Non bastano certamente le poche pagine precedenti per giustificare una conclusione generale. Eppure, mi sembra che da quanto si è detto possano emergere almeno le linee di una prospettiva che colloca il tempo della rete non necessariamente in contrasto con quello dell’identità. La logica della rete, in altri termini, non si può chiarire in un’ottica meramente postmoderna, poiché Internet non nega la possibilità di un grande racconto né erode semplicemente il cosiddetto principio di realtà. La rete, al contrario, globalizza il racconto e amplifica la realtà, ne aumenta le possibilità e lascia intravedere una sorta di “nuovo rinascimento”.
Certamente, però, come ogni profonda innovazione, anche la rete espone tutti al rischio di disperdersi e di restare prigionieri di una logica globale omologante, simultanea e anarchica. E, in effetti, esistono già nuove forme di schiavitù, alienazione, dipendenza e segregazione degli esseri umani e il web, come gli eventi ogni giorno lasciano trasparire, può potenziare tutti gli antichi mali del mondo.

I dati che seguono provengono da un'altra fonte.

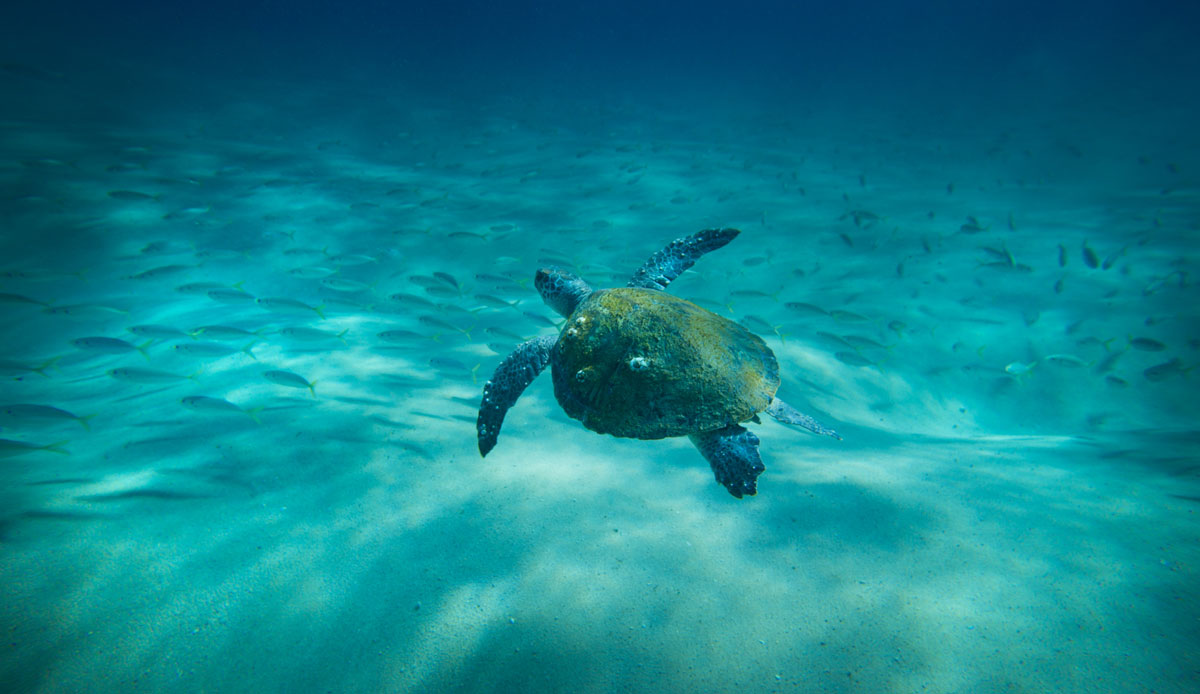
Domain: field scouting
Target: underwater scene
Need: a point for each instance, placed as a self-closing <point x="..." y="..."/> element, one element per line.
<point x="813" y="347"/>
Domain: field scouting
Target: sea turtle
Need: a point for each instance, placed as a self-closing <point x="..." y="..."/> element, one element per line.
<point x="639" y="363"/>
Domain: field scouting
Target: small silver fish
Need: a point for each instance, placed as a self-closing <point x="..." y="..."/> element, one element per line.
<point x="131" y="196"/>
<point x="304" y="334"/>
<point x="312" y="271"/>
<point x="151" y="376"/>
<point x="285" y="305"/>
<point x="231" y="295"/>
<point x="291" y="380"/>
<point x="160" y="331"/>
<point x="161" y="271"/>
<point x="1065" y="360"/>
<point x="852" y="359"/>
<point x="41" y="412"/>
<point x="1146" y="345"/>
<point x="217" y="405"/>
<point x="343" y="285"/>
<point x="109" y="346"/>
<point x="213" y="350"/>
<point x="15" y="448"/>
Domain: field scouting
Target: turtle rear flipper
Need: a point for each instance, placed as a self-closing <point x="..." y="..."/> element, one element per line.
<point x="733" y="454"/>
<point x="510" y="378"/>
<point x="678" y="256"/>
<point x="789" y="414"/>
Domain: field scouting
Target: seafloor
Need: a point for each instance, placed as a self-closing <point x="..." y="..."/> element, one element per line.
<point x="995" y="307"/>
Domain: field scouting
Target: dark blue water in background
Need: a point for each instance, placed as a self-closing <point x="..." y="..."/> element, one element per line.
<point x="970" y="235"/>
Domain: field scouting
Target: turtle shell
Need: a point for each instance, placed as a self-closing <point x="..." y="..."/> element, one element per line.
<point x="645" y="364"/>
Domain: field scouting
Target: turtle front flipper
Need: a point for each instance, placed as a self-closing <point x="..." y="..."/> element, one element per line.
<point x="789" y="414"/>
<point x="678" y="256"/>
<point x="510" y="378"/>
<point x="733" y="454"/>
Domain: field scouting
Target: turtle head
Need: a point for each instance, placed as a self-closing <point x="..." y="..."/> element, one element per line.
<point x="561" y="289"/>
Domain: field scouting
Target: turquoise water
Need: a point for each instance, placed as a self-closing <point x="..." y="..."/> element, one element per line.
<point x="251" y="304"/>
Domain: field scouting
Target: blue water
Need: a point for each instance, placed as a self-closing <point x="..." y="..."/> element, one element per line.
<point x="970" y="234"/>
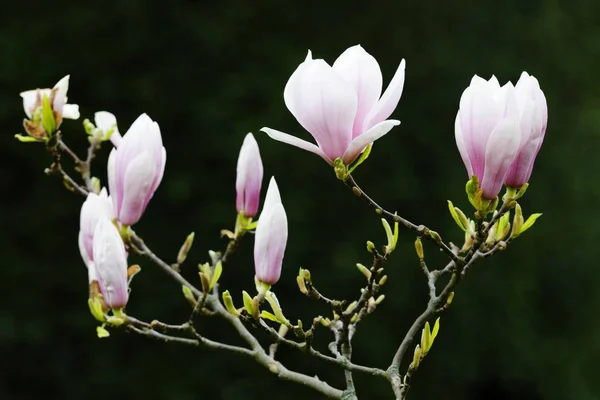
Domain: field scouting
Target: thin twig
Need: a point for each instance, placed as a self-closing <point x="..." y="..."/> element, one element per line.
<point x="420" y="229"/>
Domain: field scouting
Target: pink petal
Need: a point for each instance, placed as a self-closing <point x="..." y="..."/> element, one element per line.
<point x="359" y="143"/>
<point x="362" y="71"/>
<point x="136" y="188"/>
<point x="324" y="104"/>
<point x="460" y="143"/>
<point x="389" y="101"/>
<point x="500" y="152"/>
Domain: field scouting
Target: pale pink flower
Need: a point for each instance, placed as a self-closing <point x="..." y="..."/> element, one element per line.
<point x="135" y="169"/>
<point x="487" y="132"/>
<point x="271" y="237"/>
<point x="341" y="106"/>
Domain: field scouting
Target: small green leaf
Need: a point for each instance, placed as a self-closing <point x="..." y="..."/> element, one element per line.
<point x="26" y="139"/>
<point x="267" y="315"/>
<point x="364" y="270"/>
<point x="48" y="116"/>
<point x="248" y="303"/>
<point x="530" y="221"/>
<point x="228" y="301"/>
<point x="426" y="338"/>
<point x="216" y="274"/>
<point x="389" y="235"/>
<point x="455" y="216"/>
<point x="361" y="159"/>
<point x="436" y="326"/>
<point x="101" y="332"/>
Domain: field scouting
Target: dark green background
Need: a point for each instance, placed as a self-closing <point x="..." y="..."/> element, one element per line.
<point x="524" y="324"/>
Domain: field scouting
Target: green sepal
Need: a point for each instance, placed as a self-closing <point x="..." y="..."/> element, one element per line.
<point x="436" y="326"/>
<point x="391" y="245"/>
<point x="101" y="332"/>
<point x="530" y="221"/>
<point x="454" y="214"/>
<point x="364" y="155"/>
<point x="248" y="303"/>
<point x="48" y="121"/>
<point x="267" y="315"/>
<point x="274" y="303"/>
<point x="364" y="270"/>
<point x="228" y="301"/>
<point x="471" y="189"/>
<point x="26" y="139"/>
<point x="216" y="274"/>
<point x="426" y="338"/>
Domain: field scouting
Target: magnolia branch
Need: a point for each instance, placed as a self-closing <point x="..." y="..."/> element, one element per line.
<point x="420" y="229"/>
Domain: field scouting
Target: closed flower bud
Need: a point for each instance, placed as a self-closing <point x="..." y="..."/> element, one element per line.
<point x="488" y="132"/>
<point x="94" y="208"/>
<point x="110" y="264"/>
<point x="249" y="178"/>
<point x="534" y="119"/>
<point x="32" y="100"/>
<point x="106" y="123"/>
<point x="271" y="237"/>
<point x="341" y="106"/>
<point x="135" y="169"/>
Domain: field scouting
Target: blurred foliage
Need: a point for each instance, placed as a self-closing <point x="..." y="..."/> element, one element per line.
<point x="523" y="325"/>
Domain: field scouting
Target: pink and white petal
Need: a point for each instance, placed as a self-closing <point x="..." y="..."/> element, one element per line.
<point x="500" y="152"/>
<point x="273" y="196"/>
<point x="479" y="114"/>
<point x="110" y="260"/>
<point x="362" y="71"/>
<point x="297" y="142"/>
<point x="137" y="183"/>
<point x="115" y="195"/>
<point x="60" y="96"/>
<point x="324" y="104"/>
<point x="29" y="101"/>
<point x="462" y="148"/>
<point x="359" y="143"/>
<point x="106" y="121"/>
<point x="389" y="101"/>
<point x="71" y="111"/>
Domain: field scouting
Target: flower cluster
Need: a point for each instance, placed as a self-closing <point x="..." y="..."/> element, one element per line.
<point x="498" y="130"/>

Ma l’aspetto che mi sembra più rilevante, e che forse nasconde anche la chiave per prevenire i vecchi mali che si ripresentano con mezzi nuovi, è che la rete collega gli individui e gli spazi, riducendo i tempi delle relazioni e collocandole su un piano potenzialmente globale. Come dire che, al tempo di Internet, siamo tutti più vicini e consapevoli di condividere una sorte comune.